Ce que j’ai aimé en premier c’est sa simplicité, en 2 mn on pige le truc, ensuite on sélectionne un deck et on y va, on peut choisir les Brèves de comptoirs pour rigoler aux phrases cultissimes des piliers de bar, on peut aussi chercher à se prendre la tête avec les decks Abstractions ou Poésie. Mais j’ai beaucoup aimé le deck des Métiers inventés, dans le style je verrais bien les perles du bac. Si on veut se lâcher, le deck Trash est bien gore, bref, il y en a pour tous les goûts.

Ce qui est marrant c’est la partie « mort subite », où on doit éliminer 3 cartes sur les 6. Parfois on va éliminer la première carte, bam dommage c’était elle ; d’autres fois encore, on n’a pas osé éliminer les cartes précédentes et on on se trouve vite devant un dilemme où on doit virer une carte ou la garder, mais si on ne l’élimine pas et que c’est la carte de l’analyste, c’est la dernière, on perd…

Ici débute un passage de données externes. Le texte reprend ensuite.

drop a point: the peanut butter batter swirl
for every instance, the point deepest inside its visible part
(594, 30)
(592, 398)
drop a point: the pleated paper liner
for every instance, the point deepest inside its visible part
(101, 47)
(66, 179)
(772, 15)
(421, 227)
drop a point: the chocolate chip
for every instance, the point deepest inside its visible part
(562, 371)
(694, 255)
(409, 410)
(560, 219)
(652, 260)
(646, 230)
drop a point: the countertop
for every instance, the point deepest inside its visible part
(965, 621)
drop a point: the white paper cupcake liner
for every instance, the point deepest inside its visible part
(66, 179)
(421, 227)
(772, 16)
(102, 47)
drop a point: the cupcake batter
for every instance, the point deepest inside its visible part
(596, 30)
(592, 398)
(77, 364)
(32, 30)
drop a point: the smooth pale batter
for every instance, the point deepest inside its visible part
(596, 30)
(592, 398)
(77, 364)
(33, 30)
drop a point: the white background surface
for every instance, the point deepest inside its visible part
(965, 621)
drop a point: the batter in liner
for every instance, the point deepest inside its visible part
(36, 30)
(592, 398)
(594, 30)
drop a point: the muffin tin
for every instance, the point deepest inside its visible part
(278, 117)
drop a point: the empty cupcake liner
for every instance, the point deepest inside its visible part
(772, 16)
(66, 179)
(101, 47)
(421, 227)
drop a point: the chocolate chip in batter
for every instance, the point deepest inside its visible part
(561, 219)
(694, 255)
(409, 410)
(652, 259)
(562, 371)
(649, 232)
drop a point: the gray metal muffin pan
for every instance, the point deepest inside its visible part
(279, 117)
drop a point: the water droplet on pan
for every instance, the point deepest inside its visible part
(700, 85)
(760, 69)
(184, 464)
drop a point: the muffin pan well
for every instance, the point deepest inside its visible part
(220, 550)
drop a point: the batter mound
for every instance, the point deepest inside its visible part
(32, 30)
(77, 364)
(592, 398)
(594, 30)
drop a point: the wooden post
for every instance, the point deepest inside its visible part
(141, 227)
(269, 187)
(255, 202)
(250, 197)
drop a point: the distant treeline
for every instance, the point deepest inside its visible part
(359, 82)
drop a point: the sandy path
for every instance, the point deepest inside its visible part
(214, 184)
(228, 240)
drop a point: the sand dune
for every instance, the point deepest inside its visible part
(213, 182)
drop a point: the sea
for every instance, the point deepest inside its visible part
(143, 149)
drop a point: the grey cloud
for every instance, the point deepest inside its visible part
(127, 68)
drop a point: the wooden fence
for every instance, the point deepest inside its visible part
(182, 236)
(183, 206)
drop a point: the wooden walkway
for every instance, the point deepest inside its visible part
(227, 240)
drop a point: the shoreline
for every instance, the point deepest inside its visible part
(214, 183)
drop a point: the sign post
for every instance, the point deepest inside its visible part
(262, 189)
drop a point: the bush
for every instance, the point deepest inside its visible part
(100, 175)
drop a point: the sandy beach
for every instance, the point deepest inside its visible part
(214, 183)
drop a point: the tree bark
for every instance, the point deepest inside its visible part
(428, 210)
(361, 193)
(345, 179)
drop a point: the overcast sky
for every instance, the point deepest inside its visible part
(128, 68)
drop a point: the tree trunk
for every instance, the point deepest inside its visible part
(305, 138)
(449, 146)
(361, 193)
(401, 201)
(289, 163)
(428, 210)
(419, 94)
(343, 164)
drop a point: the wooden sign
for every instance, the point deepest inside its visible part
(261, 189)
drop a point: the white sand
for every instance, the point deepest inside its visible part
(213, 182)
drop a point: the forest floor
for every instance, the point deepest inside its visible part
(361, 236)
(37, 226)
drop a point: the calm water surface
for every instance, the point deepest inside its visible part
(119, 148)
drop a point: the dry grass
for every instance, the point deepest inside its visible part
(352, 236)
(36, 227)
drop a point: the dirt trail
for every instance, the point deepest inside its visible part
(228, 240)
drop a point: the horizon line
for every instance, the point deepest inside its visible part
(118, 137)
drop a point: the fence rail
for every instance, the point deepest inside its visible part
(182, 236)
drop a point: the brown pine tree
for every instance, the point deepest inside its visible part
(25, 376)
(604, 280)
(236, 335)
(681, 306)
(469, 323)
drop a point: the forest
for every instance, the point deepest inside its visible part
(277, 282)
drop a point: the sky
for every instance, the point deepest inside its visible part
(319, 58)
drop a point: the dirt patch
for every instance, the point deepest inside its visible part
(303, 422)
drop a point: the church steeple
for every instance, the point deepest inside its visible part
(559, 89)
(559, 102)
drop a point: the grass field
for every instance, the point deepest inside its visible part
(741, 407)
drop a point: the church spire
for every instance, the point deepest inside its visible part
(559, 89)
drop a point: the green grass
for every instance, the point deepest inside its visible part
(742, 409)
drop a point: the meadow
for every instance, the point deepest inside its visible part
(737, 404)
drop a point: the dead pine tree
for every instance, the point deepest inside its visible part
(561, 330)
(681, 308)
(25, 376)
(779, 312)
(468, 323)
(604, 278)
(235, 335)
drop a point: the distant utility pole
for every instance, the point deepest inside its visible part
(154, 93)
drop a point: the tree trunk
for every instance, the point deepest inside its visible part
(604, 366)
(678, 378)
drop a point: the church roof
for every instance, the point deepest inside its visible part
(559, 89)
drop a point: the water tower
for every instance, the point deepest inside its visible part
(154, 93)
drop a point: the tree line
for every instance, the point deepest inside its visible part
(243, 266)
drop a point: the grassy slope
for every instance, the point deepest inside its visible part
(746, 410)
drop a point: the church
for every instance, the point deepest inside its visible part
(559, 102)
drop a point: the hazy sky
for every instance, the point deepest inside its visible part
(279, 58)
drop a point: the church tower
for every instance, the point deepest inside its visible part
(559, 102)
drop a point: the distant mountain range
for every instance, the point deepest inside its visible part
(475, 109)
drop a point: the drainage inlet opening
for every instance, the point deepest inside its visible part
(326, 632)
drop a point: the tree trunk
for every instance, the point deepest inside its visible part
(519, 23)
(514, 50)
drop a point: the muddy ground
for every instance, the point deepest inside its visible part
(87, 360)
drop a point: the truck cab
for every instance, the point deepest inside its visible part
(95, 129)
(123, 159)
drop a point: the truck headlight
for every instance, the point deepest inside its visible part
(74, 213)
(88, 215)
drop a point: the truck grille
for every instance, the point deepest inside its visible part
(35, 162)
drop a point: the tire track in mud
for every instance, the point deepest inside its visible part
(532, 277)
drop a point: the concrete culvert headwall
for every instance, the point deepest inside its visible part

Ce que j’ai apprécié surtout, c’est toutes les discussions qui se génèrent autour. On a fait le deck Chanteur des années 80, sujet où je suis largué, mais les deux autres joueurs connaissaient et c’était marrant de les voir argumenter chaque choix. Moi j’étais juste capable de dire si c’était un chanteur à midinettes ou une voix de casserole. ^^

Après c’est un jeu auquel je joue sans prise de tête, pour me marrer entre potes, je crois pas que je compterais mes points… Mais ça, c’est mon avis personnel.

Attention je vous ai dévoilé ici la version difficile, mais il existe aussi deux autres versions un poil plus faciles donc moins frustrantes. Vous les trouverez dans la règle du jeu sur le site du jeu (lien ci-dessous).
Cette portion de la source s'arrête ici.